Race Relations Commissioner Claims Immunity

The Race Relations Commissioner, Joris de Bres, has formally claimed immunity from his own legislation in papers filed in the Human Rights Disputes Tribunal (see attached).

"Mr de Bres is determined not to put his comments to the same test that he'd apply to remarks made by any other New Zealander," says National Party East Coast Bays MP Murray McCully.

The papers were filed in response to proceedings initiated by Mr McCully following a speech by Mr de Bres likening non-Maori New Zealanders to the Taliban in Afghanistan.

The proceedings were filed in the Tribunal after the Human Rights Commission, of which Mr de Bres is a member, had earlier decided to take no action on Mr McCully's complaint.

The papers, filed as a Statement of Reply by Mr de Bres, open with a claim that 'the defendant is a person to whom S130 of the Act applies.'

S130 is the section which provides immunity for members of the Human Rights Commission in relation to 'anything he or she may do or report or say in the course of the exercise or intended exercise of his or her duties.'

Mr de Bres and the chair of the Human Rights Commission, Roslyn Noonan, claim that the section provides immunity for any actions by members of the Commission.

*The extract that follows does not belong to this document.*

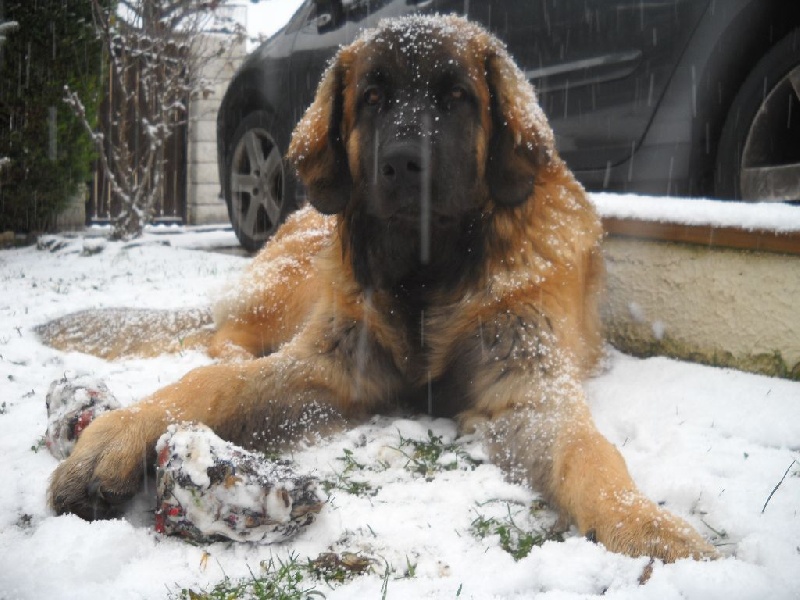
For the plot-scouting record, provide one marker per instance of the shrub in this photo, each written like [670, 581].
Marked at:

They also claim the immunity cannot be waived, but Mr McCully says the section only applies to formal quasi-judicial actions of Commissioners in dealing with specific cases before them.

"This claim of immunity is a nonsense, a total outrage," Mr McCully says.

"In filing this document, the Race Relations Commissioner is formally seeking protection from, and placing himself above, the very law which he seeks to apply to all other New Zealanders.

"He and his fellow travellers at the Human Rights Commission are seeking to abuse an immunity which was intended to protect the formal workings of the Commission.

"They now claim it provides them with immunity for every provocative speech they choose to deliver.

"I invite Mr de Bres to consider whether he can continue to expect the New Zealand public to have confidence in him and his colleagues when they clearly fear the prospect of having their own actions measured by the same yardstick they apply to others," Mr McCully says.